Bush v. Gore will go down in history as a black mark on the Court and a naked piece of judicial activism. There was simply no federal question involved. Elections are state functions. The vagaries of Florida election law are for the Florida government to decide. To twist the 14th amendment into apply to two rich white man vying for President is absurd. It is more and laughably absurd to have Scalia and Thomas believe that it applies. It is also chuckle-worthy to hear Breyer et al. wax poetic about states rights. All nine votes were results oriented drivel: an embarrassment to the Court and all nine justices individually.
Likewise, the actions of the Florida Supreme Court was shockingly out of line with established law. The existing Florida law was not “lets keep on counting until our guy wins.” There was a clearly defined process for counting votes and these hand counts were only to be done in the case of machine malfunction or natural disaster.
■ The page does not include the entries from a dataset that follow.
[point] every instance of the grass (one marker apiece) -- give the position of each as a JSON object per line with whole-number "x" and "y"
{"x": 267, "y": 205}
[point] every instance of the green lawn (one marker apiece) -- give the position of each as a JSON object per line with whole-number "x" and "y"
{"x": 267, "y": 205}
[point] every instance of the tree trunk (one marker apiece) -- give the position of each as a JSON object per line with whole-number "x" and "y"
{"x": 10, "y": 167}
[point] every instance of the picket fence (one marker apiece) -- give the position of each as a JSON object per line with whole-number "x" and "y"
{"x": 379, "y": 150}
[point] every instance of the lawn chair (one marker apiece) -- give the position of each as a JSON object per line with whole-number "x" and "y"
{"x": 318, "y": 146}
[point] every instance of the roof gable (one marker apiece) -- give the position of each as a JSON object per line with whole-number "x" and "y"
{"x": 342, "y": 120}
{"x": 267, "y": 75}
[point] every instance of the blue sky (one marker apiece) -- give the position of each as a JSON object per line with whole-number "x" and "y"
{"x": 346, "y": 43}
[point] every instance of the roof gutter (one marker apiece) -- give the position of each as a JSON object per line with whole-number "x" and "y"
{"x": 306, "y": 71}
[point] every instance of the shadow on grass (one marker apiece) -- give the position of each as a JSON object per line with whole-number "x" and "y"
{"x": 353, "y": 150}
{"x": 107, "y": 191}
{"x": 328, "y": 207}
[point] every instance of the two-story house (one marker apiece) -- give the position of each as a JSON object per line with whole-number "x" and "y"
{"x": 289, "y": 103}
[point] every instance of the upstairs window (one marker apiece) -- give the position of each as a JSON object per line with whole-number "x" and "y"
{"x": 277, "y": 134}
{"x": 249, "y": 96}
If some idiot marks on a punch card with a magic marker and the machine doesn’t count his vote, then his vote just didn’t count under the law. The Florida Supreme Court was doing everything to ensure Gore won.
I think that the result ended up being right: a horrible opinion overturned a horrible opinion, but confidence in the judiciary suffered tremendously. And ultimately the U.S. Supreme Court was more “wrong” as it did not have the power to interfere with a state election dispute.